Monica Majoli and Ruth Novaczek
QUEER THOUGHTS 373 Broadway #C9 May 5 - June 15
Tausif Noor
Artforum
May 2018

Ruth Novaczek, Footnote, 2017, video, color, sound, 10 minutes 17 seconds.

Absence, as many a Frenchman has theorized, is fundamentally linked to desire: It is the idée fixe of “all amorous sentiment” (Roland Barthes) as well as the force that propels desire forward (Jacques Lacan, per Freud). The legacy of this psychoanalytic sentimental education serves as a kind of mental background for Ruth Novaczek and Monica Majoli’s recent exhibition here, which ties together several conceptual strands in their respective bodies of work: love, loss, memory, and artifice. At the exhibition’s fluttering, fickle heart is a disquieting question: To what extent is desire rooted in fiction?

Novaczek’s film Footnote, 2017, splices documentary footage from the artist’s life with found footage of celluloid starlets, excerpts from Franz Kafka’s love letters, and letters to her own lovers.

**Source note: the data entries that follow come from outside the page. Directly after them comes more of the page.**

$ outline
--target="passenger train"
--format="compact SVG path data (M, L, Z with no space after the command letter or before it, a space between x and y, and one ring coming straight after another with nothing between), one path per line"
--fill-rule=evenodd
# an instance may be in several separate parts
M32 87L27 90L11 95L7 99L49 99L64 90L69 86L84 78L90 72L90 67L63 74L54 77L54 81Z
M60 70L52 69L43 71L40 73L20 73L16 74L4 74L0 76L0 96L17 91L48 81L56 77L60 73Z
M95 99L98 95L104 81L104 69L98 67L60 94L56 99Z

Chris Kraus and Eileen Myles, two specialists on the subject of thwarted desire as well as friends of Novaczek, make cameos, waxing poetic in grainy cell-phone footage. The effect, with shades of Sophie Calle, is a sort of fantasy-home-movie homage to the subject of love itself, one that is only further enhanced by the pairing of Majoli’s suite of photographs Primary Materials for Black Mirror, 2009–12. For these crepuscular portraits, which served as inspiration for a later body of work, Majoli asked former lovers—some of whom enlisted decades after their relationships with the artist had ended—to pose nude in the privacy of her Los Angeles bedroom. Like the flickering images that compose Novaczek’s film, these intimate moments are fragments, parts of a larger narrative that lie in the head as well as the heart.